I am trying to work through a proof of causality in special relativity using the Lorentz transformations, but there is one assumption that is necessary for the proof that I don't see as correct.
The question I am working on specifically asks: "In frame S, event A causes event B and therefore occurs before event B. Show that in any frame, event A always occurs before event B." I have understood the proof except for one assumption: "The fastest way information from A can reach B is at the speed of light, so Δx/Δt < c". Why is it not $Δx/Δt ≤ c$? I know that if I use this latter assumption, then the proof doesn't really work, as it results in the possibility that the causal event in the S frame could look like a simultaneous event in the S' frame, but I don't see why my assumption is wrong.

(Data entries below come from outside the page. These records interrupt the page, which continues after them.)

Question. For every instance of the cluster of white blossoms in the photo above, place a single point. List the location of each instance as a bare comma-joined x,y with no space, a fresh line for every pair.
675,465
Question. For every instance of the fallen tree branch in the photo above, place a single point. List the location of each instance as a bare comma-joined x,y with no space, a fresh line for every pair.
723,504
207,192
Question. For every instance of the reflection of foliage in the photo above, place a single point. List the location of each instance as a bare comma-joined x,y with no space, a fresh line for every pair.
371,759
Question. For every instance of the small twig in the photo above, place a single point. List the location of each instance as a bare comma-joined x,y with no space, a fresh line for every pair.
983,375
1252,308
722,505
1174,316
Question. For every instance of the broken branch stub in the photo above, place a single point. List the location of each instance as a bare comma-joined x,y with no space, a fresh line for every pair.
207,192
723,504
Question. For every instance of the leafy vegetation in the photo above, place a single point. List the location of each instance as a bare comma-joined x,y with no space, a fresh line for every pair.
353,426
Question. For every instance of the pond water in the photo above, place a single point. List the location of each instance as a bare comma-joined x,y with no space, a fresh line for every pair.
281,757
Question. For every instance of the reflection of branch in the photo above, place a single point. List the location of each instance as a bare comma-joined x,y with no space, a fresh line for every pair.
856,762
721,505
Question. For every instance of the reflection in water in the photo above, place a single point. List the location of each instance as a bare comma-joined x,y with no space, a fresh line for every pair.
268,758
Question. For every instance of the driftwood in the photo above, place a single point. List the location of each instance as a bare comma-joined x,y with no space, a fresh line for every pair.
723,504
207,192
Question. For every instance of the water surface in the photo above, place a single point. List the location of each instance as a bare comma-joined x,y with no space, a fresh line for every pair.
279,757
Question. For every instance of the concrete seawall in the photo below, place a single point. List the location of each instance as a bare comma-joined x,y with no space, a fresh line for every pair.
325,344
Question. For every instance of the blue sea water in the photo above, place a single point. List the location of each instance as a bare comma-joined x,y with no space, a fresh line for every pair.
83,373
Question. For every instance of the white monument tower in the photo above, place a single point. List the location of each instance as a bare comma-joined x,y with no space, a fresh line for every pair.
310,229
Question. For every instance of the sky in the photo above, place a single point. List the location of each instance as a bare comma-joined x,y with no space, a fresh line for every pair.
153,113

I came up with a simple thought experiment: say event A is the firing of a photon at a target one lightsecond away; event B is the reception of that photon one second later. This gives Δt=1 s, Δx=3*10^8 m, and so Δx/Δt = c. If I plug this in, however, another observer would measure Δt'=0, so they would see the two events happen simultaneously, which breaks (or at least muddies) causality.
Where did I go wrong in my thinking?
EDIT: here is a photo of the proof (it comes from the Cambridge Physics IB textbook):
I understand all the math and substitutions, but I think that the inequality should be Δx/Δt ≤ c, which would lead to a final conclusion of Δt'≥0.